In a report submitted to the apex court, which took suo motu notice on a news report that the 72 acres of land was allotted to the Gun and Country Club in a dubious manner; the CDA said the amount to be charged from the club for the 28 acres was still being calculated. But the report is silent as to when the additional 28 acres was leased out to the club.
The gun club was established in November 2002 by the Ministry of Sports, Culture and Tourism and it spreads over 44 acres of land owned by the Pakistan Sports Board (PSB). On June 18, 2011, the CDA board acceded to the request of the sports ministry for execution of the lease directly between the club and the civic agency.
The report recalled that in 1977, 145 acres was allotted to the PSB in Zone A of the federal capital, reserved in the master plan for sports and recreation purposes. Of these 145 acres; the 44 acres, which housed the gun club, was specifically reserved for shooting ranges.
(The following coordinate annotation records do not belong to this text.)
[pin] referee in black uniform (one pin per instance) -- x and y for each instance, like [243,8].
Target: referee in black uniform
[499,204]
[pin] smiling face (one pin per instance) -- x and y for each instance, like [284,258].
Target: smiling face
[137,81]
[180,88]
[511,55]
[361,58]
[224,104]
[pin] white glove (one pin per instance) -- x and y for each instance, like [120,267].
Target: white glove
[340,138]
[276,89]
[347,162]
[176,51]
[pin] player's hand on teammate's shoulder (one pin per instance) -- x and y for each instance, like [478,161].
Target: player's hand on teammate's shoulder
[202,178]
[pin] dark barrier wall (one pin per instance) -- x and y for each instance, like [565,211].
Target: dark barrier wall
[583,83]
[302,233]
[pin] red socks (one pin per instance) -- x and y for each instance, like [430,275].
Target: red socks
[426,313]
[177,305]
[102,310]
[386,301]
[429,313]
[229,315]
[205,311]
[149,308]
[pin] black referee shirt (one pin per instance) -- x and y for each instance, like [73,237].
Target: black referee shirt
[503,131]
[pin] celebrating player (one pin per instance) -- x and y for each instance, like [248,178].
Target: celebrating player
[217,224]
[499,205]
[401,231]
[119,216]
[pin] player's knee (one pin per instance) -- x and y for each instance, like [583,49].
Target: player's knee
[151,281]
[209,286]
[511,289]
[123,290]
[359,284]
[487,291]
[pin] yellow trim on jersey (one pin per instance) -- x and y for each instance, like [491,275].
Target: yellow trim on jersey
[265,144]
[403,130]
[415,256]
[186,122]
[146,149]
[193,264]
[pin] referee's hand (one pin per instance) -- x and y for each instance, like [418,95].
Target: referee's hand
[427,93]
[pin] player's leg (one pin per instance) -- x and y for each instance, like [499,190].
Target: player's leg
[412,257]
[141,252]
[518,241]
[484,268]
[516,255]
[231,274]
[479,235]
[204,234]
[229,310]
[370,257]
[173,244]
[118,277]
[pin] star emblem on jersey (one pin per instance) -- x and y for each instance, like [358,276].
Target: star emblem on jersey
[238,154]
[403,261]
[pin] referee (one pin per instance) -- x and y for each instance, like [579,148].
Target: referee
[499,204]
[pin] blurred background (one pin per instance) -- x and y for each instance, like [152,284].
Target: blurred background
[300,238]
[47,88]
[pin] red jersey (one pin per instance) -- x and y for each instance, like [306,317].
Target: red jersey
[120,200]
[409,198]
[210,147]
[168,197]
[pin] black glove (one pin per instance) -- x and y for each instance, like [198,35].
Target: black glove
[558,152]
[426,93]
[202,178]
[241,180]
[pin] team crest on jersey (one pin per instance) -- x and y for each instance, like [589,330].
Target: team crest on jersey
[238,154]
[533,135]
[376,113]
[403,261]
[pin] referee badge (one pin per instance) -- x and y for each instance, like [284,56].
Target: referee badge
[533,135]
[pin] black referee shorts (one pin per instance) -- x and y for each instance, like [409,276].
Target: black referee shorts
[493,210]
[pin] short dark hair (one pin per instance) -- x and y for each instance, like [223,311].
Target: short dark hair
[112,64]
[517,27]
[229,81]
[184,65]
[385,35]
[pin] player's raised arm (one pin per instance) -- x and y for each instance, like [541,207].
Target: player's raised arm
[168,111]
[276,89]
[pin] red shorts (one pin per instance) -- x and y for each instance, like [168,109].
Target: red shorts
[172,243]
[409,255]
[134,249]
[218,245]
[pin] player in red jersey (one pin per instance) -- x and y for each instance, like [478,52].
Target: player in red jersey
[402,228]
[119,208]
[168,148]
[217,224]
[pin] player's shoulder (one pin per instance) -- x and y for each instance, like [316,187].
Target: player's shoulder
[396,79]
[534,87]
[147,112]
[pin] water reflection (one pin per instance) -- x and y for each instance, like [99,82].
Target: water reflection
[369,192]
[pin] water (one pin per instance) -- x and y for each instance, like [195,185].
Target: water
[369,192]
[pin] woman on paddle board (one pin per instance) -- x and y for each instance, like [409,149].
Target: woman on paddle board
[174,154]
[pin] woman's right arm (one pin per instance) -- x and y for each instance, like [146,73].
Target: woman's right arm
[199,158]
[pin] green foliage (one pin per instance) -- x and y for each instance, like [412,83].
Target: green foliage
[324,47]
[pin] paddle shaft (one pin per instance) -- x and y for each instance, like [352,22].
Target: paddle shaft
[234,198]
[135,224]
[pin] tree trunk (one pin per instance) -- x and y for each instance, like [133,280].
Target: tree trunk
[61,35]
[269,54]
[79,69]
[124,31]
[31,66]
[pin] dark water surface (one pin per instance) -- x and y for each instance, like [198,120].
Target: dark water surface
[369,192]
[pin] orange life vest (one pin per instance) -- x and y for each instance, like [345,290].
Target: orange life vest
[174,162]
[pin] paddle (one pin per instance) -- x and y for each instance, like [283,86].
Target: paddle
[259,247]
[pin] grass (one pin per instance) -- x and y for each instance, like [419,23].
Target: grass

The board has already paid Rs736,600 to the CDA for the 145 acres at the rate of Rs5,060 per acre.
In the report, the CDA chairman requested Chief Justice Iftikhar Mohammad Chaudhry to withdraw the notice, saying the 28 acres was not being used by the club for any beneficial purpose but as a safety zone for shooting ranges to be kept vacant for all times.
According to the club’s website, apart from providing different shooting ranges of international standard, the facility also offered gymnasium, swimming pool (indoor and outdoor), steam/sauna, aerobics and health bar, floodlit sand volleyball court, archery and clay tennis courts. Originally, the area was reserved only for shooting purposes.
The critiques of the deal, however, point out certain grey areas in the deal highlighting that it seemed to be in violation of CDA’s own Land Disposal Regulations 2005 and Public Procurement Regulatory Authority 2004, which asked for ensuring transparency while dealing in government lands.
“There was no open bidding or auction or any tender before the leasing of the prime land,” they said, adding the access to the club was also very restricted and the membership fee exorbitant.
Meanwhile, the CDA report, which seemed more of concealing facts, stated that the club was the only establishment in the country that offered state-of-the-art shooting facilities. The club is also used to host different national and international shooting competitions/events, including contests for 10, 25 and 50 metres, skeet and trap events.